Revealed: The Internet's well known BGP behavior

John Lee john at
Wed Aug 27 22:22:36 CDT 2008


VPN's and MPLS control intermediate hops and IPsec and SSL do not allow the info to be seen.

Rewriting the TTL only hides the number of hop count, trace route will still show the hops the packet has transited.

John (ISDN) Lee

From: Patrick W. Gilmore [patrick at]
Sent: Wednesday, August 27, 2008 11:18 PM
To: NANOG list
Subject: Re: Revealed: The Internet's well known BGP behavior

On Aug 27, 2008, at 11:07 PM, John Lee wrote:

> 1. The technique is not new it is well known BGP behavior and not
> stealthy to people who route for a living.

Using existing technology in novel ways is still novel.  Plus it makes
the technique more accessible.  (Perhaps that is not a good thing?)
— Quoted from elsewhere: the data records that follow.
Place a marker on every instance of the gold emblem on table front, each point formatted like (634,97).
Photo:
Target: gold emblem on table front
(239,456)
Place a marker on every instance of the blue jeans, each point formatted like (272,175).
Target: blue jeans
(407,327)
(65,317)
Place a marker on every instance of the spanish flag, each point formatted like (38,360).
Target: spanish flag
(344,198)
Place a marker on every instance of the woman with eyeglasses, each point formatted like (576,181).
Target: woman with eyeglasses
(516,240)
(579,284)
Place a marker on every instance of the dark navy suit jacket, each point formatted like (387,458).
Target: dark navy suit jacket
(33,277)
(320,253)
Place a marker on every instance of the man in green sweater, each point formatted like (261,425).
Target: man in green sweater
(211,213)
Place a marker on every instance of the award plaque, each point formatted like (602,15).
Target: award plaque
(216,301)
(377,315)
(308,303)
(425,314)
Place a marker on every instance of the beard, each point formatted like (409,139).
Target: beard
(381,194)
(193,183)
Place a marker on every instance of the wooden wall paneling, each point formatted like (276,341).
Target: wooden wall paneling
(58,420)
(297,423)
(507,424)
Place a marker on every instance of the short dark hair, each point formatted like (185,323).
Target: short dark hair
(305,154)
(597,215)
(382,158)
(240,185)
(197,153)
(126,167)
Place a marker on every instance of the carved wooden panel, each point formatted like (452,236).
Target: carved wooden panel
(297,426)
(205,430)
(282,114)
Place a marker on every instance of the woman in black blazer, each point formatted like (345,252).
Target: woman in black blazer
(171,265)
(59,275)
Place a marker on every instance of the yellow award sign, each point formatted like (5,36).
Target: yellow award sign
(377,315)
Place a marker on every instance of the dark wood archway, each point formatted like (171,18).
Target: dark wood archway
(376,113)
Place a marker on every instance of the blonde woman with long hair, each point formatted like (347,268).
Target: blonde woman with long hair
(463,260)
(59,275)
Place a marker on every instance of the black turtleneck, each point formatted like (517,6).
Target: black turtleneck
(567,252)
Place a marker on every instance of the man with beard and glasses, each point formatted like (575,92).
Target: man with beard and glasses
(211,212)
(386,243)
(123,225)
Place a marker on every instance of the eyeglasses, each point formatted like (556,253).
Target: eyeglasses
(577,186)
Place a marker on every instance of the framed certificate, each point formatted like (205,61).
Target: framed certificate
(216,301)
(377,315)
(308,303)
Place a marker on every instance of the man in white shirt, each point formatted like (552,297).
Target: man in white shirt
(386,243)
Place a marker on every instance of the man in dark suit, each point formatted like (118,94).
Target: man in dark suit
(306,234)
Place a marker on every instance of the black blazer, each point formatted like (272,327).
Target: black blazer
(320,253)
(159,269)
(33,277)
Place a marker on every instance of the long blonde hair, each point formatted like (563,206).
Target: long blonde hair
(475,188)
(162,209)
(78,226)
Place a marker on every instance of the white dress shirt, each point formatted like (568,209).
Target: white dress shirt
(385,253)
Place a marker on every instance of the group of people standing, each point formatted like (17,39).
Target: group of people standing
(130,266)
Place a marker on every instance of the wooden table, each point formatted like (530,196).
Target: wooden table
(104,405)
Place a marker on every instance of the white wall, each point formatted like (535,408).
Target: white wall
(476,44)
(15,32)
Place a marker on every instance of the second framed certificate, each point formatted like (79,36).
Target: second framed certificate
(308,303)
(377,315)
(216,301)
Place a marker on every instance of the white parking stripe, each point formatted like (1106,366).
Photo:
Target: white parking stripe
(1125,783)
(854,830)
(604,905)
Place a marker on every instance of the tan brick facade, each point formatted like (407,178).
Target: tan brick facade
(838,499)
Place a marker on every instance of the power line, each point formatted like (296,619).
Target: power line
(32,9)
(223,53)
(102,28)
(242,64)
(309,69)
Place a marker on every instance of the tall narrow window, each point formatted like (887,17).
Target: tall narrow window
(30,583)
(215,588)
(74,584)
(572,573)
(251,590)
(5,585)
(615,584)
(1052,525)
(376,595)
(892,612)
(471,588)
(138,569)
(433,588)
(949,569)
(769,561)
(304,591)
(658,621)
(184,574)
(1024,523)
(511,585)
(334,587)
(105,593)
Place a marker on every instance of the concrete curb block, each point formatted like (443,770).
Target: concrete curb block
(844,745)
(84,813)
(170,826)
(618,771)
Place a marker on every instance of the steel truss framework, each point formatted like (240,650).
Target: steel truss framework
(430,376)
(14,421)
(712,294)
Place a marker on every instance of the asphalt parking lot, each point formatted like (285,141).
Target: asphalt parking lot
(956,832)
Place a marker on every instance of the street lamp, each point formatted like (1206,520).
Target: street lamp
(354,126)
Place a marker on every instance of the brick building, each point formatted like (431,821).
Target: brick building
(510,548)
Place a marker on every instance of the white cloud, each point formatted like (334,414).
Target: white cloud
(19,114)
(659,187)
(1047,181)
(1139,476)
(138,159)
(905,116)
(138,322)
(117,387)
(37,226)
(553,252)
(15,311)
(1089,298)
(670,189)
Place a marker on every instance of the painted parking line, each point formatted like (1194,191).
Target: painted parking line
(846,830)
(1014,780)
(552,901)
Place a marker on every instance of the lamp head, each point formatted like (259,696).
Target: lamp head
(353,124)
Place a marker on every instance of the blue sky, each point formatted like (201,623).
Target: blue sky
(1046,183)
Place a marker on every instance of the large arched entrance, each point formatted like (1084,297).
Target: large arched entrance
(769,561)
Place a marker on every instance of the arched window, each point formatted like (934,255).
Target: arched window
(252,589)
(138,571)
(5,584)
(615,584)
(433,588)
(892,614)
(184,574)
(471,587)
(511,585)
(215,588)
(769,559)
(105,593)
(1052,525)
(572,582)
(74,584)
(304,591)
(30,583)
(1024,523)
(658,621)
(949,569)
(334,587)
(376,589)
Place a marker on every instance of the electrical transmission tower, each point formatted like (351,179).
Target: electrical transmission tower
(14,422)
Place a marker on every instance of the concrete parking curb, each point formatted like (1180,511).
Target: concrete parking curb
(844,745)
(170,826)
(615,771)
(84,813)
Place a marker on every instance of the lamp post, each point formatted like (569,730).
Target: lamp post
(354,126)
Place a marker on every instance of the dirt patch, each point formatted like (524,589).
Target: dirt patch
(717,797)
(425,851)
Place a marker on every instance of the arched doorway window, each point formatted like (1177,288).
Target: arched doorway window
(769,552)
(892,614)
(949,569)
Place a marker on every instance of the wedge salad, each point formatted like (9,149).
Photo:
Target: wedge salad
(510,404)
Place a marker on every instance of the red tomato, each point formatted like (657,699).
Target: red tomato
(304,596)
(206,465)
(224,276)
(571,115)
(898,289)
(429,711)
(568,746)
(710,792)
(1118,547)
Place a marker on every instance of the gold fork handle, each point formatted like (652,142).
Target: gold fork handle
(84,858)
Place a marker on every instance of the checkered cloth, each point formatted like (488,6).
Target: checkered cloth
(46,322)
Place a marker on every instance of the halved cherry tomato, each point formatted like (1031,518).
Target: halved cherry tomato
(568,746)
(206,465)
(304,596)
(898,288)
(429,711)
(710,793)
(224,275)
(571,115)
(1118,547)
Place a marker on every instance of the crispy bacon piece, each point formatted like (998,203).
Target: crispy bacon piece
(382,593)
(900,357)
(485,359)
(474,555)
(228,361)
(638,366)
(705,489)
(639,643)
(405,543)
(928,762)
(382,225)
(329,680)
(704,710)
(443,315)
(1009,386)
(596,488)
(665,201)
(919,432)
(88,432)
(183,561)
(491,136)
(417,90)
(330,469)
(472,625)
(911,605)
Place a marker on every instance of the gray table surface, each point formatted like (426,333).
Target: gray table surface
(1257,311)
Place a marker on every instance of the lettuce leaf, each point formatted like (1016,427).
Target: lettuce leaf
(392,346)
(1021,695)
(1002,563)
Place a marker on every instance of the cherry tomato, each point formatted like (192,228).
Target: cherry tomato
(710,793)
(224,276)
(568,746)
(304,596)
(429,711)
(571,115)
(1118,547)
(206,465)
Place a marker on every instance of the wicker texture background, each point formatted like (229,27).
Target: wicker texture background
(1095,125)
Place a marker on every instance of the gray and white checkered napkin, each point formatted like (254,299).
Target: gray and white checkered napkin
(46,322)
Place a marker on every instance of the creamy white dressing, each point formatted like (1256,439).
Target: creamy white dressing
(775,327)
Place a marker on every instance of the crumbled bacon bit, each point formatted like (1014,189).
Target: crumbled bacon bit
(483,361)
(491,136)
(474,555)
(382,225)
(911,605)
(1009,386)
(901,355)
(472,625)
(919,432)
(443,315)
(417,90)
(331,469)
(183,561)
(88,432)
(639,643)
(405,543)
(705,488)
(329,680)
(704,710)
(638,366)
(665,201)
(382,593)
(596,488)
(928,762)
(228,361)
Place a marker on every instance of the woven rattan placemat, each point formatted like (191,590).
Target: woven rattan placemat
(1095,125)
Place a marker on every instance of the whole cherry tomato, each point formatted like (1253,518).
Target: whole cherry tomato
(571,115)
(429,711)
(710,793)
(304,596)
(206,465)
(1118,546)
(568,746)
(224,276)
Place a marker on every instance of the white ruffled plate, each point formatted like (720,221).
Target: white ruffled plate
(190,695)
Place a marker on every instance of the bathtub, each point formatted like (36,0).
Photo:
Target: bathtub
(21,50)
> 2. When your networks use VPNs, MPLS, IPsec, SSL et al you can
> control what packets are going where.

No, you cannot.  You can only ensure your end points are the end
points you think they are.  In no way, shape, or form do things like
IPsec, SSL, etc. verify or control the intermediate hops.

> 3. When you are running some number of trace routes per hour to see
> how and where your packets are going you spot the additional hops.

The presentation specifically shows hiding the hops by re-writing
TTLs.  Perhaps you do not understand this attack as well as you thought?

> 4. If you do cold potatoe routing and know where you peering points
> are and what the acls and peering policies are it is more difficult
> to hijack.

Would that network operators were so diligent.

> And finally you use high speed optical paths or broad band ISDN
> (ATM) why route when you can deterministically switch.

Because people want to be able to reach the entire planet with a
single port and without "deterministically" creating paths to every
single end point.

Why use ISDN (ATM) when you can do something useful?